Dinguerie totale dans le bar, pour éviter l'émeute, un bis s'impose.
Ce sera ' I still care'.
Tu dis, Jacques?
Qui se soucie de nous?
Madeline, tiens, parmi ses inquiétudes il y a le futur, mais pour y remédier, pas de promesses électorales, des faits, elle vient caresser la barbe d'un brave gars accoudé au bar, puis reprend sa diatribe sur fond métallique glaçant, en gueulant turn me loose.
James Brown s'est retourné dans sa tombe, nous on a pensé à James White et à son fameux ' Contort Yourself', mais la fête se termine.
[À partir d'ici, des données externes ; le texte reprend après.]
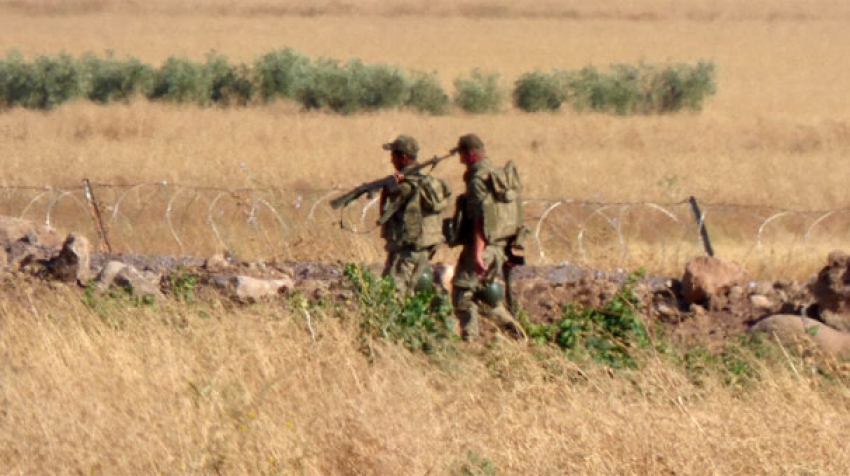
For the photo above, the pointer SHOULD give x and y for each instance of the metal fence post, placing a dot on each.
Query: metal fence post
(95, 211)
(703, 232)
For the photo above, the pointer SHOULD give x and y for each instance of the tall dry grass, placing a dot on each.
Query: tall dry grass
(212, 389)
(775, 134)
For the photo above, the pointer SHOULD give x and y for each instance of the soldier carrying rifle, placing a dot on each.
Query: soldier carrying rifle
(488, 223)
(411, 202)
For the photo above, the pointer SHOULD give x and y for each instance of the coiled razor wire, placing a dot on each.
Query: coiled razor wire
(562, 229)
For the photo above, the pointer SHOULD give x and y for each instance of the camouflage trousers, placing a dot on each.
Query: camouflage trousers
(405, 266)
(468, 307)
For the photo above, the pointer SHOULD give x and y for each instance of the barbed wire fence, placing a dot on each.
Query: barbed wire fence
(299, 224)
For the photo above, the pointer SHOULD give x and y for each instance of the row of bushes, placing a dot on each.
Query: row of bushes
(345, 88)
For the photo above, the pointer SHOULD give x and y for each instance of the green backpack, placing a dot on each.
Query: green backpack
(503, 217)
(422, 226)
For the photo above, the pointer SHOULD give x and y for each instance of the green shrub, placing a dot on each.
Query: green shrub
(277, 73)
(16, 80)
(643, 89)
(327, 85)
(379, 86)
(681, 86)
(426, 94)
(110, 79)
(43, 84)
(180, 80)
(420, 322)
(479, 93)
(539, 91)
(227, 83)
(608, 335)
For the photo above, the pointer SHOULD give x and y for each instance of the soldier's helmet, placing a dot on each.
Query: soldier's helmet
(492, 294)
(405, 144)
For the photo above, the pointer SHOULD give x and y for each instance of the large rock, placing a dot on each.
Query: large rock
(15, 229)
(125, 276)
(792, 329)
(246, 288)
(72, 262)
(708, 278)
(831, 290)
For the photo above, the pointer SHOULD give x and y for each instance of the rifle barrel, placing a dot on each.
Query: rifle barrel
(375, 185)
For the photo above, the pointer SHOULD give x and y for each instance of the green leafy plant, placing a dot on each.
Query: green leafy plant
(478, 93)
(735, 363)
(109, 79)
(421, 322)
(179, 80)
(609, 335)
(539, 91)
(181, 284)
(642, 89)
(228, 84)
(278, 73)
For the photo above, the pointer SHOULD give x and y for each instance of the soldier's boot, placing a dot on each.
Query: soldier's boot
(467, 313)
(503, 318)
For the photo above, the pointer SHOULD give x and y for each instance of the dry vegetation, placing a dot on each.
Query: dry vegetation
(206, 389)
(200, 390)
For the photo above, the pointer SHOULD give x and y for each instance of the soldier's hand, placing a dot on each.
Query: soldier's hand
(481, 268)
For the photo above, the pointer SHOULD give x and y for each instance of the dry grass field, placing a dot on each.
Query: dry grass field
(215, 390)
(204, 389)
(775, 133)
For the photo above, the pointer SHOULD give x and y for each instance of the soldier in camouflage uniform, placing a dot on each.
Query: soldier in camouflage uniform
(480, 262)
(410, 224)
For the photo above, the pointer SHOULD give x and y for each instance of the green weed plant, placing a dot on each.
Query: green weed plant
(421, 322)
(610, 335)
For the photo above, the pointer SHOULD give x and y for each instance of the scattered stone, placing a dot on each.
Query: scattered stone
(246, 288)
(831, 290)
(791, 330)
(765, 288)
(760, 301)
(16, 229)
(72, 262)
(707, 277)
(138, 283)
(216, 261)
(667, 311)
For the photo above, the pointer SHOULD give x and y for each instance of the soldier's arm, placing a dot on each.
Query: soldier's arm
(478, 192)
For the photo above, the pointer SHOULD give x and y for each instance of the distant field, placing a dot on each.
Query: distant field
(776, 133)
Ce qui n'est pas au goût de quelques chalands arrivés tardivement, merde, on a, à peine, entendu trois morceaux, c'est tout, une petite pour la route?
OK, la dernière plage de l'album se nomme 'Exit', on vous la joue.
It's a song about homophobia,... qu'elle démarre en spoken-word tout en s'adressant à quelques clients en privé, t'aurais préféré qu'elle s'abstienne, car t'es pas certain que fuck face soit un compliment, elle ramasse un mégaphone qui traînait au sol, s'égosille à crever un poumon, à l'arrière les copains confectionne un post punk industriel flippant, puis Madeline, tel un pantin désarticulé, entame une danse barbare finale , bientôt imitée par une partie de la clientèle.
Fin d'un concert monstrueux!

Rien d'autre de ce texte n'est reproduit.